If $E(X_n^2) = \infty$ then $\limsup \frac{|X_n|}{\sqrt{n}} \geq a$ almost surely.

Question

We have given $X_1,X_2,\ldots$ an i.i.d. sequence of random variables such that $$\Bbb{E}(X_1^2)=\infty$$ I claim that for all $a>0$ $$\Bbb{P}\left(\limsup_{n\rightarrow \infty} \frac{|X_n|}{\sqrt{n}}\geq a\right)=1$$

My idea was to use Borel-Cantelli, but somehow I'm a bit confused since I never used that $\Bbb{E}(X_1^2)=\infty$.

I wanted to do this as follows:

Let $\Lambda_n=\left\{\frac{|X_n|}{\sqrt{n}}\geq a\right\}$ then $$\sum_{n=1}^\infty \Bbb{P}(\Lambda_n)=\sum_{n=1}^\infty \Bbb{P}\left(\frac{|X_n|}{\sqrt{n}}\geq a\right)=\sum_{n=1}^\infty 1-\Bbb{P}\left(\frac{|X_n|}{\sqrt{n}}\leq a\right)$$Now if $$\sum_{n=1}^\infty 1-\Bbb{P}\left(\frac{|X_n|}{\sqrt{n}}\leq a\right)<\infty$$ then it would mean that for infinitely many $n\in \Bbb{N}$ $$\Bbb{P}\left(\frac{|X_n|}{\sqrt{n}}\leq a\right)=1$$ Here I think I need some argument to show that this is not possible right?

If this works I then could apply Borel-Cantelli and would be done.
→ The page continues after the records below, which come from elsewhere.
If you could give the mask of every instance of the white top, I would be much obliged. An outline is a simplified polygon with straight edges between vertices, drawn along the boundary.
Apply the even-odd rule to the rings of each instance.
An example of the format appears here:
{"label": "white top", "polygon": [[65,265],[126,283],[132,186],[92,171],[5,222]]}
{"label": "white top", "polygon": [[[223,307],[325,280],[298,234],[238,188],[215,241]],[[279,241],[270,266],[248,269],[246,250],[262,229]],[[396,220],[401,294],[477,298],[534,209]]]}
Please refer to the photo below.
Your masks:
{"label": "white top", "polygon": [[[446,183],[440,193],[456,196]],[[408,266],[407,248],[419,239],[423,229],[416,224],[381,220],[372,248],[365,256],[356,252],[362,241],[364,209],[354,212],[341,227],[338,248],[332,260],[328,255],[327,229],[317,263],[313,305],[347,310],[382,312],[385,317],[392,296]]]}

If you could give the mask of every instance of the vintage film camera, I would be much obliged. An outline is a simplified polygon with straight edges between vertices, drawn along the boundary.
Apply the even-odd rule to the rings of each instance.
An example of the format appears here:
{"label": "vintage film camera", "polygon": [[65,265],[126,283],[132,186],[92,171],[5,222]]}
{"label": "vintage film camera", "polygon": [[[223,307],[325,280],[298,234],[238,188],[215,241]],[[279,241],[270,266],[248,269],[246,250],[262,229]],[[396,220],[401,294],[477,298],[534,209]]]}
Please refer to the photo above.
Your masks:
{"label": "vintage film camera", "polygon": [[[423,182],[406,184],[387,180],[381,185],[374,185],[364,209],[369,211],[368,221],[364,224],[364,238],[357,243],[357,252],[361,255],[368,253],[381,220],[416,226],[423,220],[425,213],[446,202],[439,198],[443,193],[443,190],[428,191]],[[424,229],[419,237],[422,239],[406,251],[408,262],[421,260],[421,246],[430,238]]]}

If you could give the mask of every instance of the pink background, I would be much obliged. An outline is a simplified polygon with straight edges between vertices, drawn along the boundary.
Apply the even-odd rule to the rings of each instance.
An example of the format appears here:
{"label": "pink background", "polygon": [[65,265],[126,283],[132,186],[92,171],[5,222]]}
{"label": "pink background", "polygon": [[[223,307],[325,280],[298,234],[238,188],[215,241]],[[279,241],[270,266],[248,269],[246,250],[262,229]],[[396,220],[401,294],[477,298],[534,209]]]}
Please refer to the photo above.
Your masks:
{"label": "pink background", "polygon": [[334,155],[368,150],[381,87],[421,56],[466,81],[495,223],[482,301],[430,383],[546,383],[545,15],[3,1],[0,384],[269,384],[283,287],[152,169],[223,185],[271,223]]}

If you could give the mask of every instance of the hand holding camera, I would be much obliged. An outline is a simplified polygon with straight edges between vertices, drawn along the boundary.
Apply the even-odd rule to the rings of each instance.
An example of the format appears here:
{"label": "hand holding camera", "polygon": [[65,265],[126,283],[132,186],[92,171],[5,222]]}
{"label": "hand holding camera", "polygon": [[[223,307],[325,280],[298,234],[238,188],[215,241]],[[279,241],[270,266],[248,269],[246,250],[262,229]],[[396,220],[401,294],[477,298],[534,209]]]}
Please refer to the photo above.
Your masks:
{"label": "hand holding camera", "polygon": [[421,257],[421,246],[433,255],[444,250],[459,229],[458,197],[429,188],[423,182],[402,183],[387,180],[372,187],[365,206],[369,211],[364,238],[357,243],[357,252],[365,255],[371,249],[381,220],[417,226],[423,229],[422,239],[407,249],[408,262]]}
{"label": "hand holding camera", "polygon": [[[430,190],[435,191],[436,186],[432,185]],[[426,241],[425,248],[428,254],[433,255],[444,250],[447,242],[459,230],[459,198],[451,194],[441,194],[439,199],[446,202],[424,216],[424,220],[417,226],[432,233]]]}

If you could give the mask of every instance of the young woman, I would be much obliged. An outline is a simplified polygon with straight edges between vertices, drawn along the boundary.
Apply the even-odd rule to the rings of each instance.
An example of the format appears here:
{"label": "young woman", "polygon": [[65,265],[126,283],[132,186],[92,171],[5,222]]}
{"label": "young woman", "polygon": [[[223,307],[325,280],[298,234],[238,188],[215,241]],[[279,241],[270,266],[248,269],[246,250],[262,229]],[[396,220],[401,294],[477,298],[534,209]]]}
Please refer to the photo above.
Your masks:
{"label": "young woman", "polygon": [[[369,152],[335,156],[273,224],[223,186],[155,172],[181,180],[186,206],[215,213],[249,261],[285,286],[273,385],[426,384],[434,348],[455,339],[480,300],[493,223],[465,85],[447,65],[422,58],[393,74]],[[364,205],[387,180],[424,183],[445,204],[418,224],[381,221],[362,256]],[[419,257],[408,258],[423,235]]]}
I'm not sure if this is correct so.

(I also thought about the central limit theorem but I don't think this is useful here)

Answer 1

Note that for a non-negative random variable $Y$, we have $$E(Y) = \int_0^\infty P(Y > y) dy$$ Since $S(y) = P(Y > y) = 1 - F_Y(y)$ is a decreasing function in $y$, we have the following Riemann sum approximation: $$E(Y) = \int_0^\infty P(Y > y) dy \leq \sum_{n=1}^\infty P(Y \geq n)$$ Define the events $\Lambda_n$ as you did: i.e. $\Lambda_n = \{ |X_n| \geq a \sqrt{n} \} = \left\lbrace \left(\frac{X_n}{a} \right)^2 \geq n\right\rbrace$. Then, $$\begin{align*} \sum_{n=1}^\infty P(\Lambda_n) &= \sum_{n=1}^\infty P\left(\left\lbrace \left(\frac{X_n}{a} \right)^2 \geq n\right\rbrace \right)\\ &= \sum_{n=1}^\infty P\left(\left\lbrace \left(\frac{X_1}{a} \right)^2 \geq n\right\rbrace \right) \\ &\geq \int P(Y >y)dy & \text{where }Y = \frac{X_1^2}{a^2} \\ &= E(Y) \\ &= \infty \end{align*}$$ Since the events $\Lambda_n$ are independent, the second Borel-Cantelli lemma allows you to conclude that $P\left( \limsup_{n \to \infty} \Lambda_n \right) = 1$.